Um eine Hormonstörung auszuschließen, wird eine umfassende Blutuntersuchung durchgeführt. Hormonstörungen sind oft relativ leicht medikamentös zu behandeln.

Weitere Ursachen können sein:

  • Myome und Polypen in der Gebärmutter (gutartige Neubildungen)
  • Anatomische Formveränderungen der Gebärmutter
  • Endometriose (versprengte Inseln von Gebärmutterschleimhaut außerhalb der Gebärmutterhöhle)
  • Verwachsungen im Bauchraum, z.B. nach schweren Entzündungen und Infektionen
  • Stressbelastung, zu hoher Erwartungsdruck

Die Abklärung möglicher Ursachen erfolgt zunächst in der Arztpraxis durch eine gynäkologische Untersuchung und Ultraschall.

Bei schwerwiegenden Problemen wird die weitere Diagnostik in der Klinik oder einer spezialisierten Kinderwunschpraxis durchgeführt. Eine Gebärmutterspiegelung (Hysteroskopie) sowie Bauchspiegelung (Laparaskopie) sind heute Routineuntersuchungen, die ohne größere Risiken in Narkose ambulant vorgenommen werden können.

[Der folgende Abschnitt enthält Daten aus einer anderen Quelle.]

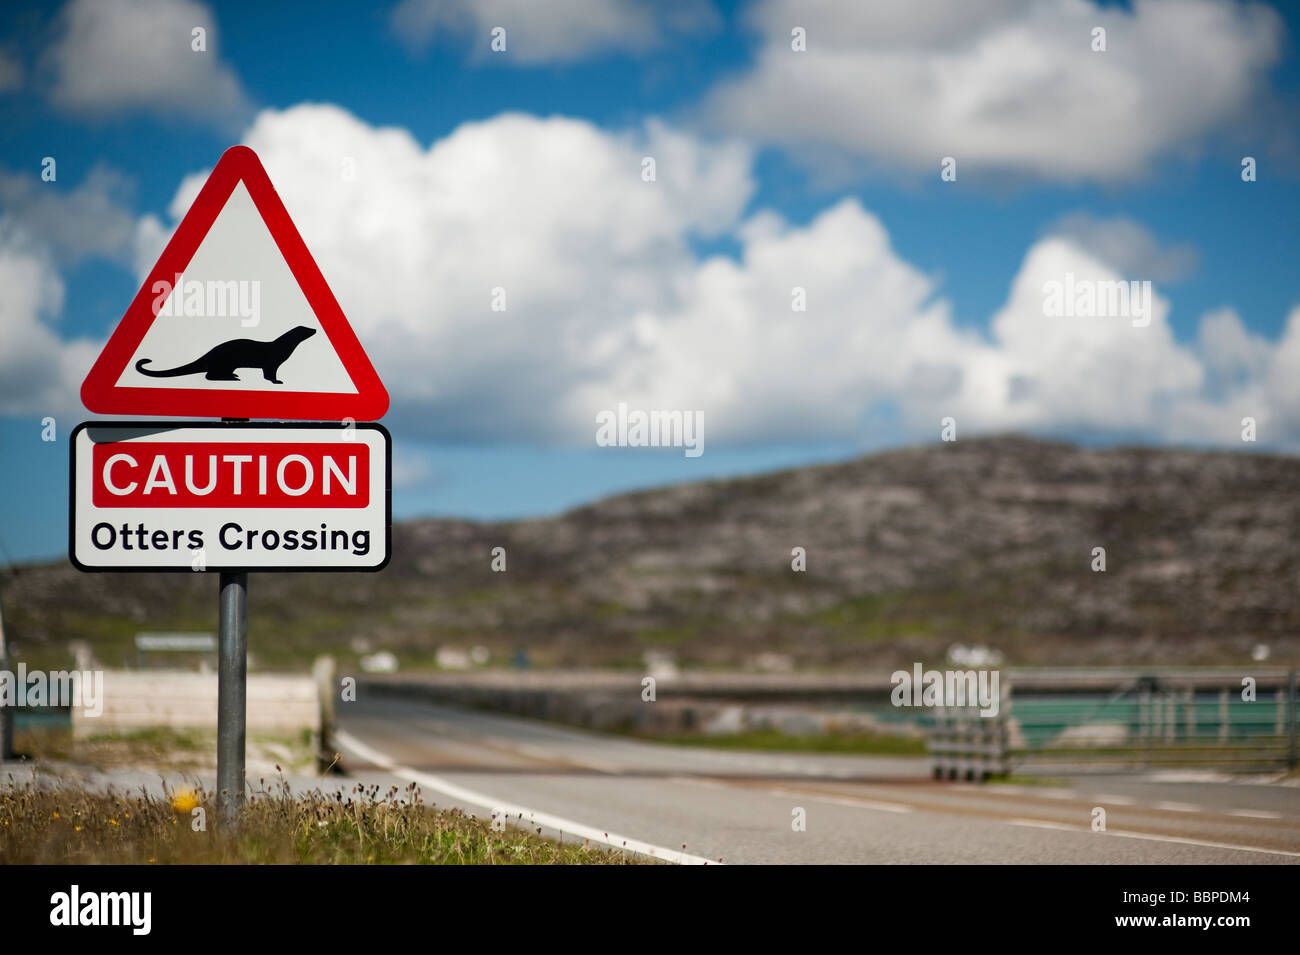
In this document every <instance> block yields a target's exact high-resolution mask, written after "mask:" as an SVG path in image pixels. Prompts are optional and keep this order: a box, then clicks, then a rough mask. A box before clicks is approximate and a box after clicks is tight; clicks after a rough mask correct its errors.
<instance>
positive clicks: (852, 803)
mask: <svg viewBox="0 0 1300 955" xmlns="http://www.w3.org/2000/svg"><path fill="white" fill-rule="evenodd" d="M759 789H761V790H762V791H763V793H771V794H772V795H783V796H787V798H789V799H815V800H818V802H823V803H835V804H836V806H852V807H854V808H857V809H880V812H898V813H904V812H913V808H911V807H910V806H902V804H901V803H880V802H876V800H875V799H857V798H854V796H836V795H828V794H826V793H809V791H806V790H805V791H800V790H794V789H772V787H768V786H761V787H759Z"/></svg>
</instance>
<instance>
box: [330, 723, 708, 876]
mask: <svg viewBox="0 0 1300 955" xmlns="http://www.w3.org/2000/svg"><path fill="white" fill-rule="evenodd" d="M334 742H337V743H338V745H339V746H342V747H343V748H346V750H351V751H352V752H355V754H356V755H357V756H360V758H361V759H364V760H367V761H369V763H373V764H374V765H377V767H378V768H381V769H383V770H385V772H389V773H393V774H394V776H400V777H402V778H403V780H407V781H408V782H415V783H419V785H420V786H428V787H429V789H432V790H435V791H438V793H442V794H443V795H445V796H450V798H451V799H459V800H460V802H464V803H473V804H474V806H481V807H484V808H485V809H489V811H491V812H493V813H495V812H504V813H506V816H515V817H516V819H517V817H519V816H523V817H524V819H526V820H528V821H530V822H536V824H537V825H541V826H546V828H549V829H555V830H559V832H562V833H565V834H568V835H577V837H578V838H582V839H589V841H591V842H601V843H603V845H607V846H614V847H615V848H620V850H627V851H629V852H637V854H640V855H647V856H650V858H653V859H658V860H660V861H668V863H677V864H680V865H718V864H719V863H718V861H716V860H714V859H705V858H702V856H698V855H689V854H688V852H684V851H681V850H676V848H667V847H664V846H655V845H654V843H650V842H641V841H640V839H629V838H627V837H624V835H619V834H616V833H607V832H604V830H603V829H594V828H591V826H589V825H584V824H582V822H575V821H573V820H571V819H564V817H563V816H552V815H551V813H549V812H538V811H537V809H530V808H528V807H526V806H517V804H515V803H508V802H504V800H502V799H497V798H495V796H490V795H486V794H484V793H476V791H474V790H472V789H465V787H464V786H458V785H456V783H454V782H450V781H447V780H443V778H442V777H441V776H432V774H429V773H421V772H419V770H416V769H411V768H409V767H404V765H402V764H399V763H395V761H394V760H393V759H391V758H389V756H386V755H385V754H382V752H380V751H378V750H376V748H373V747H370V746H367V745H365V743H363V742H361V741H360V739H357V738H356V737H354V735H352V734H351V733H347V732H346V730H334Z"/></svg>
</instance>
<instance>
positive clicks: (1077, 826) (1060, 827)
mask: <svg viewBox="0 0 1300 955" xmlns="http://www.w3.org/2000/svg"><path fill="white" fill-rule="evenodd" d="M1006 824H1008V825H1023V826H1027V828H1030V829H1058V830H1061V832H1066V833H1086V832H1088V830H1087V829H1080V828H1079V826H1076V825H1066V824H1065V822H1047V821H1044V820H1041V819H1009V820H1006Z"/></svg>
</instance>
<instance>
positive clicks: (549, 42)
mask: <svg viewBox="0 0 1300 955" xmlns="http://www.w3.org/2000/svg"><path fill="white" fill-rule="evenodd" d="M718 22H719V18H718V13H716V10H714V8H712V5H711V4H710V3H708V1H707V0H560V1H559V3H536V0H403V1H402V3H400V4H398V6H396V8H395V9H394V10H393V27H394V30H396V31H398V32H399V34H400V35H402V36H403V38H404V39H407V40H408V42H409V43H411V45H421V44H424V43H426V42H429V40H430V39H434V38H438V36H439V35H441V34H443V32H447V34H452V35H456V36H459V38H461V39H465V40H467V42H468V43H467V47H468V51H469V52H471V55H472V56H473V57H476V58H480V60H482V58H486V57H487V56H489V53H491V48H490V43H491V31H493V30H494V29H495V27H502V29H504V30H506V51H504V52H503V53H500V55H499V56H500V58H502V60H503V61H506V62H513V64H525V65H536V64H547V62H572V61H575V60H582V58H588V57H593V56H608V55H614V53H620V52H629V51H630V52H642V51H646V49H650V48H653V47H655V45H658V44H659V43H660V42H662V40H663V36H664V34H667V32H679V34H680V32H685V31H693V30H701V31H702V30H711V29H714V27H715V26H716V25H718Z"/></svg>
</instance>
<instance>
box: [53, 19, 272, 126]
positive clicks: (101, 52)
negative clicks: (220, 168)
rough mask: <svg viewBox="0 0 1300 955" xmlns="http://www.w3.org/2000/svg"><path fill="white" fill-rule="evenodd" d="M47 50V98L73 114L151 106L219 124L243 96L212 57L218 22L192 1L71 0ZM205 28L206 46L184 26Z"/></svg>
mask: <svg viewBox="0 0 1300 955" xmlns="http://www.w3.org/2000/svg"><path fill="white" fill-rule="evenodd" d="M61 17H62V19H61V35H60V38H59V40H57V42H56V43H55V44H53V47H51V49H49V51H47V55H45V60H47V65H48V68H49V69H51V70H52V73H53V88H52V91H51V96H52V99H53V101H55V103H56V104H57V105H60V107H61V108H64V109H68V110H70V112H77V113H114V112H123V110H152V112H159V113H166V114H173V116H182V117H190V118H194V120H205V121H207V120H212V121H217V122H222V123H230V122H238V121H239V118H240V117H242V116H243V114H244V113H246V112H247V103H246V99H244V94H243V90H242V87H240V83H239V79H238V77H237V75H235V74H234V71H233V70H231V69H230V68H229V66H227V65H225V64H224V62H222V61H221V60H220V57H218V43H217V39H218V38H217V25H216V19H214V18H213V16H212V12H211V9H209V8H208V6H207V5H204V4H201V3H195V0H72V1H70V3H69V4H68V6H66V8H65V9H64V12H62V14H61ZM195 27H201V29H203V30H205V31H207V51H205V52H196V51H194V49H192V48H191V31H192V30H194V29H195Z"/></svg>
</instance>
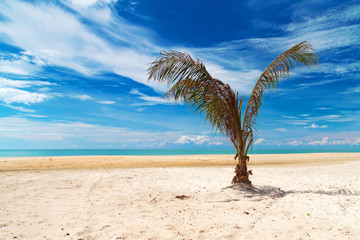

Nicht selten muss geprüft werden, ob die Eileiter durchgängig und frei beweglich sind. Hierzu ist entweder eine Bauchspiegelung oder Kontrastmitteluntersuchung per Ultraschall erforderlich, die in spezialisierten Abteilungen (Krankenhaus, Kinderwunschklinik) durchgeführt werden kann.